Это один такой эпизод. В целом же мое восприятие Франции далеко от восхищения. Всё-таки я человек евразийский. «Увидеть Париж и умереть» – это только первые туристические впечатления. В 1994 году я увидела Париж как бы в романтическом ореоле, потому что меньше его знала. Тогда я ехала в Париж и представляла его по литературе начала 20 века: Монмартр, импрессионисты… Французы и до сих пор импрессионистами дышат, и их показывают. Увы, лучшего у них нет. Пройдя по Монмартру, по выставочным залам, по музею современного искусства, я увидела там расцвет мещанского искусства. Того, что искала, я в Париже не нашла. Это было страшно, когда я поняла, что та свобода в искусстве и в жизни, которую я хотела увидеть, там отсутствует! Она есть, оказывается, у нас! А там – безвоздушное пространство, бушующее, процветающее мещанство. Вот этого там достаточно.

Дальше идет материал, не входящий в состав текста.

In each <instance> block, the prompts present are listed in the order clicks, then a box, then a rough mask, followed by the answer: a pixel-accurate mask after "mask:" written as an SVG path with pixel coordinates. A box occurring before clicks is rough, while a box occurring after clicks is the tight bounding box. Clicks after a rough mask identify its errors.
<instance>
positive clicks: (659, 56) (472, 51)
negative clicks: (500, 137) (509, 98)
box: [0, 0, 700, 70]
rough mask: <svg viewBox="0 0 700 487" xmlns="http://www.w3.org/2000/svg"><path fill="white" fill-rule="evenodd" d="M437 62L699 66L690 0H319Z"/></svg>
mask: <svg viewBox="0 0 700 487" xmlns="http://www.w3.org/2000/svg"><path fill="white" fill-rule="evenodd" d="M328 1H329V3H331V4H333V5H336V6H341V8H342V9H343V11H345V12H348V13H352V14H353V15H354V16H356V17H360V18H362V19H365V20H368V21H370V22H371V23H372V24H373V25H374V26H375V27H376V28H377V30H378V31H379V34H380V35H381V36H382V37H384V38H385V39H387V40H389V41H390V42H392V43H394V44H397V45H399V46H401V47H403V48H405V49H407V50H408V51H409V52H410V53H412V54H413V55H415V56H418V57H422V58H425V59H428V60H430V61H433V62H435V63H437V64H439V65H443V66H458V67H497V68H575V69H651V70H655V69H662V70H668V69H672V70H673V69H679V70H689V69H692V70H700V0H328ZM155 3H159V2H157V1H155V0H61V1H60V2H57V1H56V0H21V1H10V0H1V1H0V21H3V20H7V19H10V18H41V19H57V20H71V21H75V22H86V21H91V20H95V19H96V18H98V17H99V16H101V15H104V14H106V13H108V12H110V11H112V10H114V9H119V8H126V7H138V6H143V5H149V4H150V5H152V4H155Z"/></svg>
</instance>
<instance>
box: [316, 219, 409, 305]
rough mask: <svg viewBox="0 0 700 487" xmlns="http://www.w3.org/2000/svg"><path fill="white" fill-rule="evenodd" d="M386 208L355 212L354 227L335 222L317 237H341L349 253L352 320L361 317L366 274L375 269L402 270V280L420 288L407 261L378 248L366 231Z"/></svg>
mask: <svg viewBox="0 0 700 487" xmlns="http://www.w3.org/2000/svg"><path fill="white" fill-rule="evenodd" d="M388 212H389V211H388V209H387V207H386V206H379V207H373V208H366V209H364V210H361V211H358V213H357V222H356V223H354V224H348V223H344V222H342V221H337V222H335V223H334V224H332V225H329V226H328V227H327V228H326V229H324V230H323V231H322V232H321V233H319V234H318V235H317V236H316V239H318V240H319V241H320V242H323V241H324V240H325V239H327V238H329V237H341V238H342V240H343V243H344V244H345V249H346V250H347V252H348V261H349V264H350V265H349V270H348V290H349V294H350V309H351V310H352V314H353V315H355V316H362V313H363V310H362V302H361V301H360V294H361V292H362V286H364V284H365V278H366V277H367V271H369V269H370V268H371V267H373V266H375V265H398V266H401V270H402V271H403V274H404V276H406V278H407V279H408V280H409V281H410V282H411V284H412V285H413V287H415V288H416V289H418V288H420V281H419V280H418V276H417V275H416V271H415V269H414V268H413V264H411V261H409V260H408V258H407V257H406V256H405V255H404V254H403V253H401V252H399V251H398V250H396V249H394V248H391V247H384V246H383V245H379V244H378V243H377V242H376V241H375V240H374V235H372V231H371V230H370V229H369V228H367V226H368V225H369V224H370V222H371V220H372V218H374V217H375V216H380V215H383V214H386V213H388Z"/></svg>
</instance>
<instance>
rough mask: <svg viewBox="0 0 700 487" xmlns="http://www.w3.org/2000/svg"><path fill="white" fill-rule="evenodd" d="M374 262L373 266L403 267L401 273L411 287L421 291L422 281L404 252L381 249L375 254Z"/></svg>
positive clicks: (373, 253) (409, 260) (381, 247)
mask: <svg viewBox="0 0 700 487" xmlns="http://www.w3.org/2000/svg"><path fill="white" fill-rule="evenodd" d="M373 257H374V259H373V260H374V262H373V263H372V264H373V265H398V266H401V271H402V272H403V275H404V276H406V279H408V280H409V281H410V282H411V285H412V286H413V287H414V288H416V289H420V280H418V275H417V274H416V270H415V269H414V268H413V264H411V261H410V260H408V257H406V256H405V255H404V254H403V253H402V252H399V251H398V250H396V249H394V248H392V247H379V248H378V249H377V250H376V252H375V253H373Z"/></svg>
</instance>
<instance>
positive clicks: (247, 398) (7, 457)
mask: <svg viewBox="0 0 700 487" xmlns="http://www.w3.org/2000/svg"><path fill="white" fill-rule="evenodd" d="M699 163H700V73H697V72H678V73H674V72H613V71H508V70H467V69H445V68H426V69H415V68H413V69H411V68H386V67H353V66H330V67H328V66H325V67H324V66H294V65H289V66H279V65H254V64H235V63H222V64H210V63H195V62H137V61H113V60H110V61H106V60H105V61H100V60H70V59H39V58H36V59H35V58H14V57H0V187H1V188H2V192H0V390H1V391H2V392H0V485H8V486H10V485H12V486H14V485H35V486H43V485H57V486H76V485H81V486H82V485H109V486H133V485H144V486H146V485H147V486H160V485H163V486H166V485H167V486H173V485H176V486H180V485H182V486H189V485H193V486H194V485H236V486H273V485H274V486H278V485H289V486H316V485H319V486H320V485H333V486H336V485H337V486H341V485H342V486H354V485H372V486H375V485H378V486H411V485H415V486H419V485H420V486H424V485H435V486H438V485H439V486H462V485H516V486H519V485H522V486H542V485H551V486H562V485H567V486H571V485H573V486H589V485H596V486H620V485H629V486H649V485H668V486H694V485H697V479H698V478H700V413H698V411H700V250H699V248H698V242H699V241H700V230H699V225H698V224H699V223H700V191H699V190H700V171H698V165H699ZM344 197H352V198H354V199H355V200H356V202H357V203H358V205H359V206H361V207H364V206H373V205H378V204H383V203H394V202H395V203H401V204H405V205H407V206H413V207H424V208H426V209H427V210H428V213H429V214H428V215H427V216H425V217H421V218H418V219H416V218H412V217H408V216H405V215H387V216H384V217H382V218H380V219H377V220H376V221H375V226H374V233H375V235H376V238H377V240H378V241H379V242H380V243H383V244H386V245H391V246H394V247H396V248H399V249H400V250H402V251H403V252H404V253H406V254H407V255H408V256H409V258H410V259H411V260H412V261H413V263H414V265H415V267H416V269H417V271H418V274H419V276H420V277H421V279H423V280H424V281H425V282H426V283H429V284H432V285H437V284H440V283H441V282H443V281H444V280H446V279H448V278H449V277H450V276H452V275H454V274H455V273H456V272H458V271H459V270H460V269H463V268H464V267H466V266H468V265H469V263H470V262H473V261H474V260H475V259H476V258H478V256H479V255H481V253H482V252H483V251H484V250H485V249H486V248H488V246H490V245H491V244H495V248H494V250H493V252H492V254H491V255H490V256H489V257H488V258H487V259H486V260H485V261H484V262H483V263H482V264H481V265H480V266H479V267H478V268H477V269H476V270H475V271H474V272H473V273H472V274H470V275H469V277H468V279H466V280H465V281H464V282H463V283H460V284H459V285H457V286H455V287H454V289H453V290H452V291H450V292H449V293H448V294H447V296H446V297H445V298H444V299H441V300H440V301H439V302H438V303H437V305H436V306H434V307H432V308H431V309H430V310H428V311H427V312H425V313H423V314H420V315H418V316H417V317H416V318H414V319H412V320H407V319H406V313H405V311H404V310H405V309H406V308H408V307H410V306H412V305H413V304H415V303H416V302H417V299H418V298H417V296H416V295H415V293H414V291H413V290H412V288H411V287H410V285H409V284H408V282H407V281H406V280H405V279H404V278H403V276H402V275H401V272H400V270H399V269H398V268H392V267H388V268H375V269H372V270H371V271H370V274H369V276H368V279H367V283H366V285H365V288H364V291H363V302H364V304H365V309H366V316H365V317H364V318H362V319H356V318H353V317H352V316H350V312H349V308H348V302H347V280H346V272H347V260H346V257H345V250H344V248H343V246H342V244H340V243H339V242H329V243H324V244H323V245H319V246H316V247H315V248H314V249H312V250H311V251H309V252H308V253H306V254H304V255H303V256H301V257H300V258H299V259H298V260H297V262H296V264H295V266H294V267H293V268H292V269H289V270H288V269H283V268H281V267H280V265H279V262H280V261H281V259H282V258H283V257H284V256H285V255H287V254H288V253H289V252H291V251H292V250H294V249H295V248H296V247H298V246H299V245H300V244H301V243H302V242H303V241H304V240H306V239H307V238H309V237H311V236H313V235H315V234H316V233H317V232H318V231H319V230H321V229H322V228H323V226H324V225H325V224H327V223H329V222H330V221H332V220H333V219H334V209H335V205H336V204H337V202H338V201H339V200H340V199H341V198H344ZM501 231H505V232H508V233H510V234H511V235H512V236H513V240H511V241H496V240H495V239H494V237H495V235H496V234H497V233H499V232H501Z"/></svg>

Сейчас для меня Париж – это город химер. Я очень люблю Льва Гумилева. Если говорить с его позиций, то химера – это уже последняя стадия умирающей цивилизации. И я считаю, что Париж – город химерический. Там есть и внешние проявления этого, возьмите хотя бы знаменитую галерею химер на Нотр-Дам-де-Пари. Устрашают они или охраняют? Этот вопрос, который я задавала себе, остался без ответа.

– Химеричность Парижа – в чем она проявляется?

– И в архитектуре, и в людях. Некоторая чрезмерная утонченность, усталость. Химера – это уже не сильное существо, а как бы выродок, если говорить русским языком,   вырождение, тупик цивилизации. Это и есть Париж. Хотя не каждый его, может быть, так воспринимает. Многие восторгаются: «Как это романтично – съездить в Париж, посидеть в кафе!» Да, посидеть в кафе – это одно, а другое дело – заглянуть внутрь… и отшатнуться.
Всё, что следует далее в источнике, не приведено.